Insbesondere in Stresssituationen greift das Gehirn auf alt bewährte Strategien zurück, auch wenn sie unsinnig und ungesund sind. Schwäche sie durch gesunde Strategien. Sei geduldig, denn alles, was Du gut beherrschst, entsteht aus vielen Wiederholungen. Setze Dir kleine machbare Etappenziele.

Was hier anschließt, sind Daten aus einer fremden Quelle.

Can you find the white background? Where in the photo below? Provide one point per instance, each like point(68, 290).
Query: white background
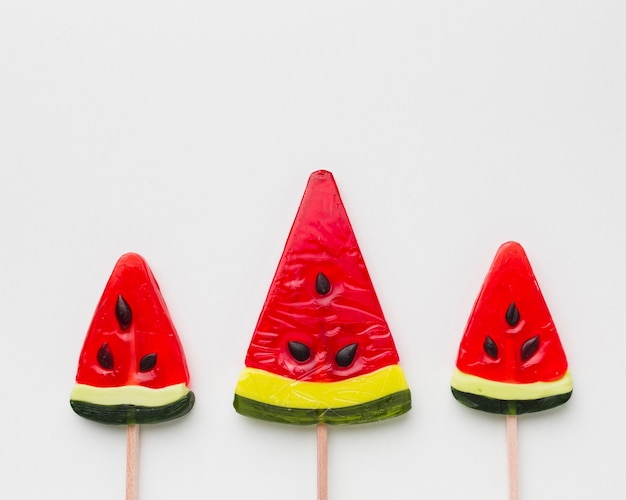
point(186, 131)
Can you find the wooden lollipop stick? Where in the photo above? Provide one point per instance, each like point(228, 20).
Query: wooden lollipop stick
point(322, 462)
point(511, 438)
point(132, 443)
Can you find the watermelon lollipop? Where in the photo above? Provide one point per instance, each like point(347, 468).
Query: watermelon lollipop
point(511, 360)
point(322, 352)
point(132, 368)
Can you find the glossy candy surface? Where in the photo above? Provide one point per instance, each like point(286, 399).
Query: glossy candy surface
point(322, 350)
point(511, 360)
point(132, 367)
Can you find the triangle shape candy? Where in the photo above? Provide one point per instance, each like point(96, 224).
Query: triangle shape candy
point(132, 367)
point(322, 351)
point(510, 359)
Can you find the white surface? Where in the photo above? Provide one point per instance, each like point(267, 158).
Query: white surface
point(186, 131)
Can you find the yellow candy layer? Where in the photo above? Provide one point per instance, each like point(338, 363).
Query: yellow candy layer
point(268, 388)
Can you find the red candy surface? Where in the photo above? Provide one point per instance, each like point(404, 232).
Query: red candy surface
point(133, 341)
point(321, 302)
point(510, 335)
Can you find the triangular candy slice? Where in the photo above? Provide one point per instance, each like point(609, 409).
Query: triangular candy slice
point(322, 350)
point(511, 360)
point(132, 367)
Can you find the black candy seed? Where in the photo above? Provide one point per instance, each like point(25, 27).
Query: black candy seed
point(512, 314)
point(148, 362)
point(105, 357)
point(345, 355)
point(299, 351)
point(530, 347)
point(490, 347)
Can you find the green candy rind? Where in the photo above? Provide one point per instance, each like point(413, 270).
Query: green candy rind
point(390, 406)
point(126, 414)
point(509, 407)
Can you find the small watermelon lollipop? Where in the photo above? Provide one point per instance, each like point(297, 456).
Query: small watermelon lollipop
point(132, 367)
point(510, 359)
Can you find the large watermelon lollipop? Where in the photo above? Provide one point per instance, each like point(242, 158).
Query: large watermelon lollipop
point(322, 351)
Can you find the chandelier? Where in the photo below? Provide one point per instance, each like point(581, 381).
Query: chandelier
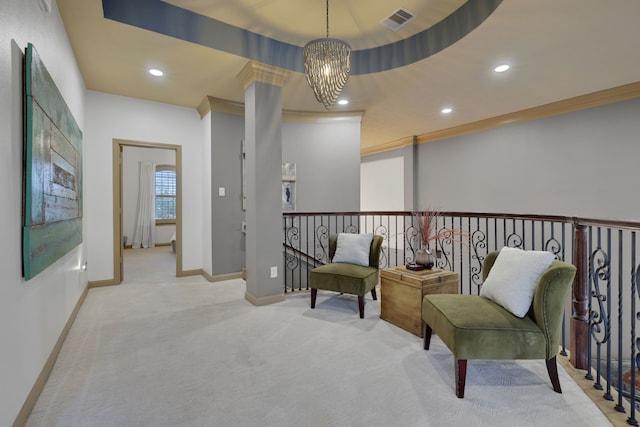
point(327, 63)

In der Yogatherapie finden wir viele wirksame und auch einfache Elemente, um die Balance zwischen Körper, Geist und Seele wiederherzustellen. Wähle Übungen, die Du gerne machst und die Du in Deinen Alltag integrierst. Erschaffe Rituale, dann fällt Dir die Umsetzung leichter. Hier ein paar Ideen dazu:

Achtsamkeitsübungen


Wiederhole im Laufe des Tages immer wieder Achtsamkeitsübungen. Sie dürfen auch kurz sein 😊. Sie unterbrechen Dein Gedankenkarussell und lösen die innere Anspannung. Wenn Du Reaktionen bemerkst wie Unruhe, Angst, Kurzatmigkeit usw., können sie als Anker dienen. Sie tragen dazu bei, dass Du wieder mehr im Hier und Jetzt bist, Deinen Fokus auf das Positive lenkst und gelassener wirst. Das können ein Mantra, ein Glaubenssatz oder einige ruhige, gleichmäßige und mühelose Atemzüge sein. Auch eine innere Stimme, die ermutigend, mitfühlend und unterstützend ist, kann einen positiven Stimmungswandel fördern.

Asana


Bewegung und Muskelaufbau reduzieren Verspannungen. Auf der Matte kannst Du kräftigende, mobilisierende Asana oder das Schütteln praktizieren. Integriere Haltungen in der Neutralstellung der Wirbelsäule. Davon profitieren u. a. auch gehirnversorgende Blutgefäße und der Vagusnerv. Dieser Nerv reguliert den Stresspegel herunter und sorgt für Ruhe, Erholung und Verdauung. Ihn durch eine aufrechte Haltung zu unterstützen, würde schon enorm zum Wohlbefinden beitragen. Anregungen dazu findest Du in dem Artikel Yoga gegen verspannten Handy-Nacken. 

Entspannungsübungen


Typische Entspannungsübungen wie Body Scan oder Yoga Nidra können Stress reduzieren. Wer sehr unruhig ist, braucht möglicherweise einen anderen Zugang. Einfache Bewegungen mit einem mühelosen Atem zu kombinieren und immer wieder die Aufmerksamkeit auf den Atem zurückzubringen, wenn die Gedanken wieder abschweifen, sind vielleicht eine bessere Alternative. Oder ganz bewusst erst eine kraftvolle Yogapraxis und dann nachspüren.

Körperwahrnehmung


Körper und Geist sind eine Einheit. Im Dauerstress geht die Verbindung zum Körper oft verloren oder leidet zumindest. Du bist die meiste Zeit im Kopf. Dein Verstand versucht alles alleine zu regeln. Ein Zitat aus einem Film mit Charlie Chaplin bringt es wunderbar auf den Punkt:

We think too much and feel too little.

Im Yoga kannst Du den Körper auf unterschiedlichste Weise erforschen und die Einheit wieder herstellen. Beispielsweise kannst Du den Atem fühlen und wahrnehmen, wie Brustkorb und Bauchdecke sich heben und senken. Du kannst spüren, welche Muskelpartien in einer Asana Dich halten. Du kannst unterschiedliche Körperbereiche in den Mittelpunkt Deiner Aufmerksamkeit bringen. Im Liegen kannst Du die Kontaktpunkte mit der Matte wahrnehmen und Dich der Schwerkraft hingeben. Auch ein kreatives Üben von Asana unterstützt die Körperwahrnehmung.